Van Dyke also contributed greatly to the fluid mechanics community by co-founding the Annual Review of Fluid Mechanics in 1968. He edited the journal until 2000.

As an adviser to graduate students, Van Dyke was known for the care and attention he paid to each of them. Schwartz recalled, "Milton was quite generous with his time and carefully followed the work of each of his students. … It seemed as if he was always in his office, and I don't recall ever making an appointment to see him." If someone else was in the office, "a person would be invited in anyway … and the conversation would be enlarged to include everyone."

Schwartz also noted that Van Dyke's personal contribution to his graduate students' work was quite substantial but consistently downplayed. He was never listed as a co-author when student dissertation work was published. He supervised 33 doctoral dissertations and five engineering theses.

In 1958 he discovered, at a kiosk in Paris, Atlas des phénomènes optiques, a collection of black-and-white photographs from optical research.

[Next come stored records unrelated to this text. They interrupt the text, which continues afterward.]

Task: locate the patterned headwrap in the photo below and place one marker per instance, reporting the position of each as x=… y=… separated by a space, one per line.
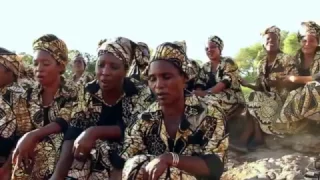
x=174 y=54
x=309 y=27
x=14 y=63
x=218 y=41
x=272 y=29
x=54 y=46
x=125 y=50
x=182 y=44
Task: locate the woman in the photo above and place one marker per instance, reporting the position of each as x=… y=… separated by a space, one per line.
x=220 y=77
x=78 y=68
x=301 y=104
x=11 y=72
x=179 y=136
x=111 y=104
x=265 y=102
x=139 y=64
x=45 y=110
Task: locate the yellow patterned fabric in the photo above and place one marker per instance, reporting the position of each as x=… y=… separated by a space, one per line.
x=218 y=41
x=201 y=132
x=92 y=111
x=265 y=105
x=309 y=28
x=302 y=104
x=56 y=48
x=175 y=54
x=32 y=115
x=272 y=29
x=227 y=72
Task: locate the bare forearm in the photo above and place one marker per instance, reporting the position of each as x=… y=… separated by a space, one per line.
x=106 y=132
x=65 y=160
x=51 y=128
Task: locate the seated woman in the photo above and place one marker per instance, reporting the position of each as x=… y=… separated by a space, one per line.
x=111 y=104
x=180 y=136
x=45 y=110
x=302 y=103
x=265 y=102
x=220 y=78
x=11 y=73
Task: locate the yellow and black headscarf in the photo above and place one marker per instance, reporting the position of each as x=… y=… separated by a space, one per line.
x=218 y=41
x=272 y=29
x=175 y=54
x=13 y=62
x=125 y=50
x=309 y=28
x=54 y=46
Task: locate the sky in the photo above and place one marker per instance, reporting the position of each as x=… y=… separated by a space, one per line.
x=82 y=23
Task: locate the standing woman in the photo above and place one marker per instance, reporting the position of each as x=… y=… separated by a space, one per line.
x=220 y=77
x=11 y=72
x=180 y=136
x=265 y=102
x=47 y=108
x=301 y=104
x=80 y=76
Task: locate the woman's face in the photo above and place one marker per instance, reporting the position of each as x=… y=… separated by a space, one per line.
x=309 y=43
x=46 y=69
x=271 y=42
x=213 y=52
x=110 y=72
x=166 y=82
x=78 y=65
x=7 y=76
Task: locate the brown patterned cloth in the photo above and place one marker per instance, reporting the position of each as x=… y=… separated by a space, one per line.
x=309 y=27
x=218 y=41
x=272 y=29
x=54 y=46
x=175 y=54
x=125 y=50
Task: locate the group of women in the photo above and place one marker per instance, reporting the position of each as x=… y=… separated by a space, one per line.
x=143 y=117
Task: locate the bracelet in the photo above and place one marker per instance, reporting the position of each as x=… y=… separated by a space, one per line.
x=175 y=159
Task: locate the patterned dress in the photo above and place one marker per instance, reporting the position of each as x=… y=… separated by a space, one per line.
x=92 y=111
x=228 y=73
x=265 y=105
x=8 y=119
x=201 y=133
x=302 y=103
x=34 y=116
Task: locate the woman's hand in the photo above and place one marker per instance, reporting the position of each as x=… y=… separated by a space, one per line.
x=157 y=167
x=84 y=144
x=199 y=93
x=24 y=151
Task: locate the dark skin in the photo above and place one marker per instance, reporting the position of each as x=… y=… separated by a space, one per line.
x=78 y=67
x=214 y=54
x=47 y=72
x=7 y=78
x=309 y=44
x=168 y=84
x=110 y=72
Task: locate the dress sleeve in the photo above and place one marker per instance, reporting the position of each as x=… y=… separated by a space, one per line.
x=214 y=151
x=230 y=73
x=133 y=144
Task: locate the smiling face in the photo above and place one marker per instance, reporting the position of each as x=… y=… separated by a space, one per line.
x=271 y=42
x=309 y=44
x=166 y=81
x=47 y=70
x=110 y=72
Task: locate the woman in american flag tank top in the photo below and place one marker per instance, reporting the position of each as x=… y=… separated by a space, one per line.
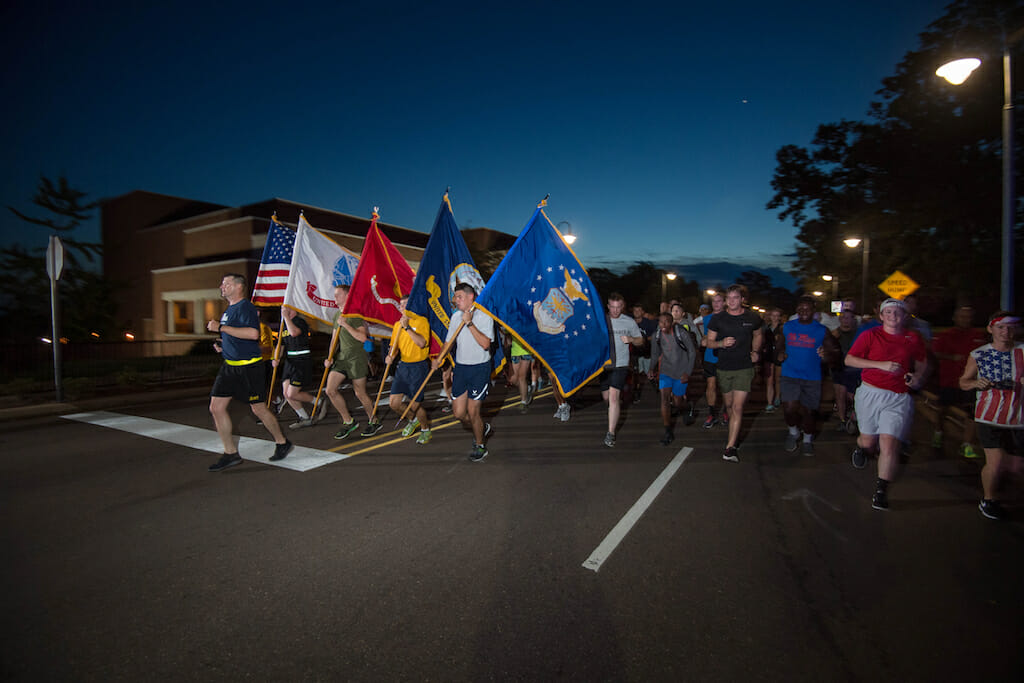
x=995 y=371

It became one of Van Dyke's dreams to publish a similar collection of photographs depicting fluid motion. In 1982, his vision was fulfilled in An Album of Fluid Motion, which he designed jointly with his wife, Sylvia, on their dining room table, and published through Parabolic Press. The book is a collection of 400 images of fluid mechanics, and is equally appropriate for coffee tables and courses in fluid mechanics. It has sold over 40,000 copies and has a Russian edition.

Van Dyke retired from his joint appointment in mechanical engineering and aeronautics and astronautics in 1992. He lived on the Stanford campus until his death.

Van Dyke's son Russell recalled that his dad had an "insatiable creativity and enthusiasm for building things" and a love for the outdoors. In addition to building much of the furniture in his first house, he constructed a wooden train that his children could ride around the backyard. He was an active member of the Sierra Club for many years, and one of his favorite weekend activities was taking his kids camping at Pinnacles National Monument.

His daughter, Nina, remembered his ethical integrity. "He was rather a private person, but if he felt that a wrong had been committed, no matter how small or how large, he was absolutely stubborn about seeing that it was made right," she said.

Van Dyke is survived by his wife of 48 years, Sylvia; his sons Russell, Eric, Christopher, Brooke and Byron; his daughter, Nina; and nine grandchildren.

A memorial service is planned for September at the Stanford Faculty Club. In lieu of flowers, the family requests that donations in Milton Van Dyke's name be made to an open space or environmental organization.

Jess McNally is an intern at the Stanford News Service.